Tuesday, December 30, 2003

Dean vs. Clark

Go here for an insightful analysis from Sterling Newberry of the coming Dean vs. Clark race for the Democratic nomination.

I was especially taken with Sterling's points on the thinking of some Democratic party insiders. Their opposition to Dean is not so much a matter of whether they think he can or cannot beat Bush but rather what impact his nomination will have on down-ticket elections, especially the five open Democratic Senate seats in the South. There is the feeling that of the two, Dean or Clark, Clark is the one who gives them the best chance of retaining those seats, regardless of whether Clark has any chance of beating Bush. So the political calculus may be to write off the White House and hope for the best in the Senate.

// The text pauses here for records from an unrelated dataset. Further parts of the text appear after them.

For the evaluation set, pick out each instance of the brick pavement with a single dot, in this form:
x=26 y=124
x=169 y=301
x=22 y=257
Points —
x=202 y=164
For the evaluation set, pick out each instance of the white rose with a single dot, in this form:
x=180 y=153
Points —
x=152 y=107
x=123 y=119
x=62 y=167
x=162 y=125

If this is so, and I think it is, than it is yet another demonstration of the loser strategy that has dominated Democratic political thinking for the last couple of election cycles: play defense, staunch our wounds, don't risk making things worse and hope for the best in the future. The reason this is a loser strategy is because it almost inevitably leads to the very things it is defined to defend against: Democrats are increasingly seen as wimps, they  lose more power and their future prospects become dimmer and dimmer.

Dean may not be the figure that leads the Democrats out of the wilderness. But until someone actually tries to do it the best the Democrats can hope for is to not walk even farther into the gloom.